All investments carry risk. All investment instruments (maybe except for US Treasuries) carry risk. Stocks can crash by mismanagement or unforeseen events. The value of bonds can go to zero with sudden increases in interest rates. Investing in foreign nation instruments can sour with political turmoil. Every commercial I hear about trading foreign currency contains a warning that this is risky.
Investing in a leveraged/inverse fund is not the same as trading options. Trading options requires knowledge of unique terminology like call, put, and margin, trading strategies like collars and straddles, and an understanding of the risk exposure unique to these instruments. Trading a leveraged/inverse is simply investing in a fund with a unique risk profile.
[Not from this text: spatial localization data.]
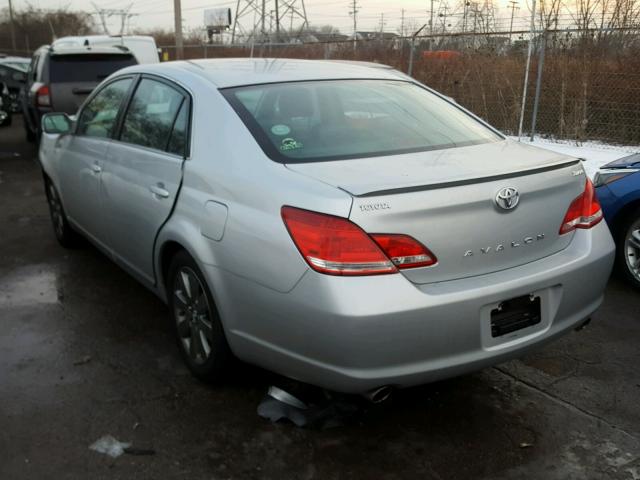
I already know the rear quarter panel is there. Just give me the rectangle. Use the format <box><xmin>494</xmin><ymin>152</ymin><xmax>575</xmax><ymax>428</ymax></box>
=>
<box><xmin>154</xmin><ymin>77</ymin><xmax>353</xmax><ymax>299</ymax></box>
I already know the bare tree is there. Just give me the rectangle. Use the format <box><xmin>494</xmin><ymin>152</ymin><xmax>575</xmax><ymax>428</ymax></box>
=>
<box><xmin>0</xmin><ymin>6</ymin><xmax>95</xmax><ymax>54</ymax></box>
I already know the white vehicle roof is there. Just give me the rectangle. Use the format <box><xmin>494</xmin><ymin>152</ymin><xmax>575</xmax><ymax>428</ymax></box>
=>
<box><xmin>52</xmin><ymin>35</ymin><xmax>159</xmax><ymax>64</ymax></box>
<box><xmin>119</xmin><ymin>58</ymin><xmax>411</xmax><ymax>89</ymax></box>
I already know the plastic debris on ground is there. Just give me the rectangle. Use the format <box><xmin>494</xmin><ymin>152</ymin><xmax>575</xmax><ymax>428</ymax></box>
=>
<box><xmin>89</xmin><ymin>435</ymin><xmax>131</xmax><ymax>458</ymax></box>
<box><xmin>257</xmin><ymin>385</ymin><xmax>363</xmax><ymax>429</ymax></box>
<box><xmin>73</xmin><ymin>355</ymin><xmax>92</xmax><ymax>366</ymax></box>
<box><xmin>89</xmin><ymin>435</ymin><xmax>156</xmax><ymax>457</ymax></box>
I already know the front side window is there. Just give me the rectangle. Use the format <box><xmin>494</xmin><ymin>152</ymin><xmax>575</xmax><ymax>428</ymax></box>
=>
<box><xmin>120</xmin><ymin>78</ymin><xmax>185</xmax><ymax>152</ymax></box>
<box><xmin>76</xmin><ymin>78</ymin><xmax>133</xmax><ymax>138</ymax></box>
<box><xmin>223</xmin><ymin>80</ymin><xmax>503</xmax><ymax>163</ymax></box>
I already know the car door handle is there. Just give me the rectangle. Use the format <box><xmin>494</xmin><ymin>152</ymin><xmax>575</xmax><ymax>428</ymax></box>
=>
<box><xmin>91</xmin><ymin>163</ymin><xmax>102</xmax><ymax>173</ymax></box>
<box><xmin>149</xmin><ymin>185</ymin><xmax>170</xmax><ymax>198</ymax></box>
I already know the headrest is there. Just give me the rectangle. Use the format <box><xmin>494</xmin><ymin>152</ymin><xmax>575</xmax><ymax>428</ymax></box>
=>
<box><xmin>278</xmin><ymin>87</ymin><xmax>314</xmax><ymax>119</ymax></box>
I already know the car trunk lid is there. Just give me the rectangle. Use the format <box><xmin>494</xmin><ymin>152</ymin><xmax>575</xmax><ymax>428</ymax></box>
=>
<box><xmin>286</xmin><ymin>140</ymin><xmax>587</xmax><ymax>284</ymax></box>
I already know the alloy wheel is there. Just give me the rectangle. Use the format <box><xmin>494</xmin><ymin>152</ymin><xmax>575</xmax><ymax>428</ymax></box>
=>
<box><xmin>625</xmin><ymin>219</ymin><xmax>640</xmax><ymax>282</ymax></box>
<box><xmin>173</xmin><ymin>267</ymin><xmax>214</xmax><ymax>365</ymax></box>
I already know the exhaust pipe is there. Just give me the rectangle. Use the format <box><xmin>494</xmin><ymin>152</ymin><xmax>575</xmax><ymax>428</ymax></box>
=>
<box><xmin>363</xmin><ymin>385</ymin><xmax>393</xmax><ymax>404</ymax></box>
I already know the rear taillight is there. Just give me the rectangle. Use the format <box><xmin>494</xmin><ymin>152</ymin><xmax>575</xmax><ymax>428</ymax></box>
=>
<box><xmin>370</xmin><ymin>234</ymin><xmax>437</xmax><ymax>268</ymax></box>
<box><xmin>36</xmin><ymin>85</ymin><xmax>51</xmax><ymax>107</ymax></box>
<box><xmin>281</xmin><ymin>206</ymin><xmax>436</xmax><ymax>276</ymax></box>
<box><xmin>559</xmin><ymin>178</ymin><xmax>603</xmax><ymax>235</ymax></box>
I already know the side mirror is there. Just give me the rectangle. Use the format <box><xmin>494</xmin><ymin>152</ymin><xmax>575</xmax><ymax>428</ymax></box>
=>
<box><xmin>42</xmin><ymin>112</ymin><xmax>72</xmax><ymax>135</ymax></box>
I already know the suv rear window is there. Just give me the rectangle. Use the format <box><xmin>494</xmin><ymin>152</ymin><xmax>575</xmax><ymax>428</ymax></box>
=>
<box><xmin>223</xmin><ymin>80</ymin><xmax>502</xmax><ymax>163</ymax></box>
<box><xmin>50</xmin><ymin>54</ymin><xmax>137</xmax><ymax>83</ymax></box>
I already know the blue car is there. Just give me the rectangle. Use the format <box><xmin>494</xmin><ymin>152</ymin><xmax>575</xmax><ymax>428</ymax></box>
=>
<box><xmin>594</xmin><ymin>153</ymin><xmax>640</xmax><ymax>289</ymax></box>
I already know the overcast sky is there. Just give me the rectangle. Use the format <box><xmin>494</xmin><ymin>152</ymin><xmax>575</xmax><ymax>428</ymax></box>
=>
<box><xmin>12</xmin><ymin>0</ymin><xmax>536</xmax><ymax>37</ymax></box>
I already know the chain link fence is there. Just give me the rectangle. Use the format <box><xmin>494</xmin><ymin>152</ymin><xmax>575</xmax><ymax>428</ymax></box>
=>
<box><xmin>159</xmin><ymin>32</ymin><xmax>640</xmax><ymax>146</ymax></box>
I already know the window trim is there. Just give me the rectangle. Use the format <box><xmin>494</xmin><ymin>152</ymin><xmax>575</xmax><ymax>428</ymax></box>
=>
<box><xmin>221</xmin><ymin>79</ymin><xmax>505</xmax><ymax>164</ymax></box>
<box><xmin>113</xmin><ymin>73</ymin><xmax>192</xmax><ymax>159</ymax></box>
<box><xmin>73</xmin><ymin>74</ymin><xmax>138</xmax><ymax>140</ymax></box>
<box><xmin>164</xmin><ymin>97</ymin><xmax>187</xmax><ymax>156</ymax></box>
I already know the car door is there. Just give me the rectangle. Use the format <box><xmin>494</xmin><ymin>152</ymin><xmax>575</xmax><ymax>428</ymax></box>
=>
<box><xmin>57</xmin><ymin>76</ymin><xmax>134</xmax><ymax>247</ymax></box>
<box><xmin>101</xmin><ymin>76</ymin><xmax>189</xmax><ymax>283</ymax></box>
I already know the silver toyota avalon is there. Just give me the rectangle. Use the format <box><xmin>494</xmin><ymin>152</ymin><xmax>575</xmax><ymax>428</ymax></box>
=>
<box><xmin>39</xmin><ymin>59</ymin><xmax>615</xmax><ymax>395</ymax></box>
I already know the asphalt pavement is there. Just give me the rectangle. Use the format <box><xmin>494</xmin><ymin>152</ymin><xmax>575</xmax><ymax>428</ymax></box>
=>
<box><xmin>1</xmin><ymin>116</ymin><xmax>639</xmax><ymax>479</ymax></box>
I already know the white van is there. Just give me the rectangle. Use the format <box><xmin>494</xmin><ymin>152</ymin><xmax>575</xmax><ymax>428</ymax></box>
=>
<box><xmin>51</xmin><ymin>35</ymin><xmax>159</xmax><ymax>64</ymax></box>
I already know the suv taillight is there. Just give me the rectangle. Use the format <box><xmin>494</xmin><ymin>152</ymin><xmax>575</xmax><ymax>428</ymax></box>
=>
<box><xmin>559</xmin><ymin>178</ymin><xmax>603</xmax><ymax>235</ymax></box>
<box><xmin>36</xmin><ymin>85</ymin><xmax>51</xmax><ymax>107</ymax></box>
<box><xmin>281</xmin><ymin>206</ymin><xmax>436</xmax><ymax>276</ymax></box>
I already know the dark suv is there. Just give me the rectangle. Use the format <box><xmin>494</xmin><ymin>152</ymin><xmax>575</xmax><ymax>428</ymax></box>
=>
<box><xmin>22</xmin><ymin>45</ymin><xmax>137</xmax><ymax>141</ymax></box>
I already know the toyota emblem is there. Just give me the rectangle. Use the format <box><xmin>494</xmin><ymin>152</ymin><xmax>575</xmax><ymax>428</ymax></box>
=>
<box><xmin>495</xmin><ymin>187</ymin><xmax>520</xmax><ymax>210</ymax></box>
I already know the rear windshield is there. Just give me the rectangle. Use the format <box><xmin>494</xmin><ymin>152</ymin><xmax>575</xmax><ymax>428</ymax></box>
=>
<box><xmin>50</xmin><ymin>54</ymin><xmax>137</xmax><ymax>83</ymax></box>
<box><xmin>223</xmin><ymin>80</ymin><xmax>502</xmax><ymax>163</ymax></box>
<box><xmin>2</xmin><ymin>61</ymin><xmax>29</xmax><ymax>72</ymax></box>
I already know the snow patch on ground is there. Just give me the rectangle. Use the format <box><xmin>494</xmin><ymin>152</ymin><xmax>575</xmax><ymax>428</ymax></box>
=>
<box><xmin>509</xmin><ymin>137</ymin><xmax>640</xmax><ymax>179</ymax></box>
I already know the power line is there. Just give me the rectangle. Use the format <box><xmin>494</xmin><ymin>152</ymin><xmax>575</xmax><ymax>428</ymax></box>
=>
<box><xmin>92</xmin><ymin>3</ymin><xmax>137</xmax><ymax>35</ymax></box>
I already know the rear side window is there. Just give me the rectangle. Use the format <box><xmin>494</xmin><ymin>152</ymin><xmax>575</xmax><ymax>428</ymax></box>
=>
<box><xmin>167</xmin><ymin>100</ymin><xmax>189</xmax><ymax>156</ymax></box>
<box><xmin>49</xmin><ymin>54</ymin><xmax>137</xmax><ymax>83</ymax></box>
<box><xmin>120</xmin><ymin>78</ymin><xmax>185</xmax><ymax>152</ymax></box>
<box><xmin>77</xmin><ymin>78</ymin><xmax>133</xmax><ymax>138</ymax></box>
<box><xmin>223</xmin><ymin>79</ymin><xmax>502</xmax><ymax>163</ymax></box>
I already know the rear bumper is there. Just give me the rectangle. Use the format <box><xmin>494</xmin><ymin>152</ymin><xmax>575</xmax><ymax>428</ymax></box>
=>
<box><xmin>207</xmin><ymin>222</ymin><xmax>615</xmax><ymax>393</ymax></box>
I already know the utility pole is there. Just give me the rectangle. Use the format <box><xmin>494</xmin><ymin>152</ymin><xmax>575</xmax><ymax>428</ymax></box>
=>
<box><xmin>379</xmin><ymin>12</ymin><xmax>385</xmax><ymax>39</ymax></box>
<box><xmin>508</xmin><ymin>0</ymin><xmax>519</xmax><ymax>43</ymax></box>
<box><xmin>400</xmin><ymin>8</ymin><xmax>405</xmax><ymax>37</ymax></box>
<box><xmin>173</xmin><ymin>0</ymin><xmax>184</xmax><ymax>59</ymax></box>
<box><xmin>517</xmin><ymin>0</ymin><xmax>537</xmax><ymax>139</ymax></box>
<box><xmin>274</xmin><ymin>0</ymin><xmax>280</xmax><ymax>41</ymax></box>
<box><xmin>462</xmin><ymin>0</ymin><xmax>469</xmax><ymax>33</ymax></box>
<box><xmin>408</xmin><ymin>23</ymin><xmax>427</xmax><ymax>76</ymax></box>
<box><xmin>349</xmin><ymin>0</ymin><xmax>358</xmax><ymax>53</ymax></box>
<box><xmin>429</xmin><ymin>0</ymin><xmax>434</xmax><ymax>34</ymax></box>
<box><xmin>261</xmin><ymin>0</ymin><xmax>266</xmax><ymax>39</ymax></box>
<box><xmin>8</xmin><ymin>0</ymin><xmax>16</xmax><ymax>52</ymax></box>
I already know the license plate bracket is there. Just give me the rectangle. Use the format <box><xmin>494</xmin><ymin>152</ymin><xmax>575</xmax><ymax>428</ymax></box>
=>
<box><xmin>490</xmin><ymin>295</ymin><xmax>541</xmax><ymax>338</ymax></box>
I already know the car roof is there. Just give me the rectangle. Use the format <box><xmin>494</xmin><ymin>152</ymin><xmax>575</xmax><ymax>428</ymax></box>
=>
<box><xmin>0</xmin><ymin>56</ymin><xmax>30</xmax><ymax>64</ymax></box>
<box><xmin>53</xmin><ymin>35</ymin><xmax>155</xmax><ymax>44</ymax></box>
<box><xmin>120</xmin><ymin>58</ymin><xmax>411</xmax><ymax>89</ymax></box>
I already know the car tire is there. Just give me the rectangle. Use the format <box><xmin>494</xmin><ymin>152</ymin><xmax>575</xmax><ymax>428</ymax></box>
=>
<box><xmin>44</xmin><ymin>178</ymin><xmax>82</xmax><ymax>248</ymax></box>
<box><xmin>167</xmin><ymin>250</ymin><xmax>233</xmax><ymax>382</ymax></box>
<box><xmin>616</xmin><ymin>209</ymin><xmax>640</xmax><ymax>290</ymax></box>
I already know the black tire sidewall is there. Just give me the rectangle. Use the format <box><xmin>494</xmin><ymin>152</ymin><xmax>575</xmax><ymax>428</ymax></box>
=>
<box><xmin>167</xmin><ymin>250</ymin><xmax>232</xmax><ymax>382</ymax></box>
<box><xmin>44</xmin><ymin>178</ymin><xmax>80</xmax><ymax>248</ymax></box>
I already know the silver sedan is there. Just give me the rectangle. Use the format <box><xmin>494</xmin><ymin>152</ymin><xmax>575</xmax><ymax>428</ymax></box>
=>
<box><xmin>39</xmin><ymin>59</ymin><xmax>615</xmax><ymax>395</ymax></box>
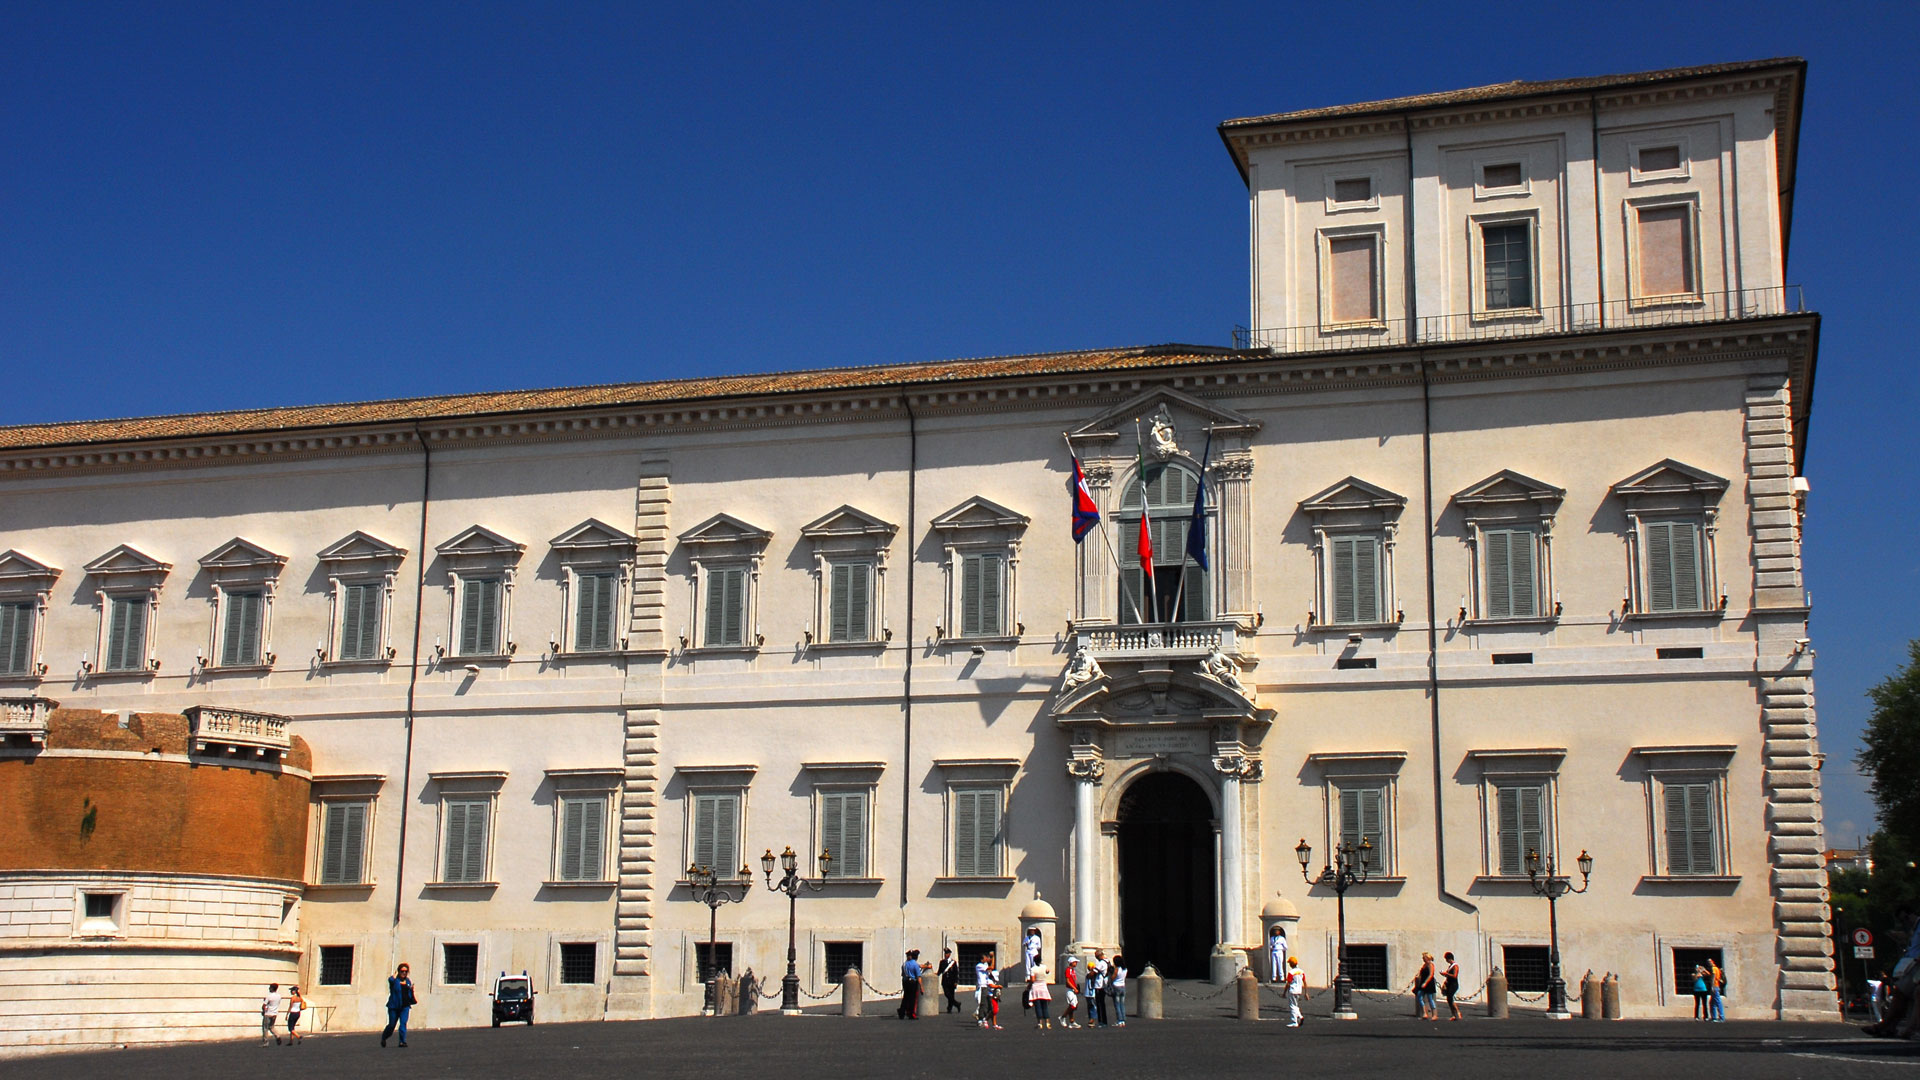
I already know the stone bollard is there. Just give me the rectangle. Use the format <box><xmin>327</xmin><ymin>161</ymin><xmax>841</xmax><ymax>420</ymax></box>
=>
<box><xmin>1236</xmin><ymin>968</ymin><xmax>1261</xmax><ymax>1020</ymax></box>
<box><xmin>1581</xmin><ymin>970</ymin><xmax>1603</xmax><ymax>1019</ymax></box>
<box><xmin>920</xmin><ymin>969</ymin><xmax>940</xmax><ymax>1020</ymax></box>
<box><xmin>1137</xmin><ymin>963</ymin><xmax>1164</xmax><ymax>1020</ymax></box>
<box><xmin>1486</xmin><ymin>967</ymin><xmax>1509</xmax><ymax>1019</ymax></box>
<box><xmin>841</xmin><ymin>967</ymin><xmax>863</xmax><ymax>1017</ymax></box>
<box><xmin>713</xmin><ymin>974</ymin><xmax>737</xmax><ymax>1017</ymax></box>
<box><xmin>1602</xmin><ymin>973</ymin><xmax>1621</xmax><ymax>1019</ymax></box>
<box><xmin>739</xmin><ymin>970</ymin><xmax>758</xmax><ymax>1014</ymax></box>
This rule is being proposed because most leveraged/inverse funds could not satisfy the limit on fund leverage risk in proposed rule 18f-4 because they provide leveraged or inverse market exposure exceeding 150% of the return or inverse return of the relevant index. These funds therefore would fail the relative VaR test and would not be eligible to use the absolute VaR test. The proposal of an alternate test is agreeable but it ignores the responsibility an investor has to practice due diligence when investing. The Commission should not relieve the investor from their responsibilities and create an arbitrary screening process for firms to apply. If the investor reads the fund prospects then it is apparent that the upside potential is married to a downside risk. It is the investor's responsibility to read the prospectus and understand the fund's investing strategy. I believe that if the Commission chooses to proceed with some version of this rule then it should limit it to a requirement that firms provide retail investors a short, plain-English disclosure generally describing the risks associated with leveraged/inverse investment vehicles as part of the proposed account approval process. For example, before a firm approves a retail investors account for buying and selling shares of a leveraged/inverse investment vehicle, the firm can provide a short plain English statement of the specific risk factors associated with leveraged/inverse investment vehicles (such as the risks related to compounding and other risks that leveraged/inverse funds disclose in their prospectuses).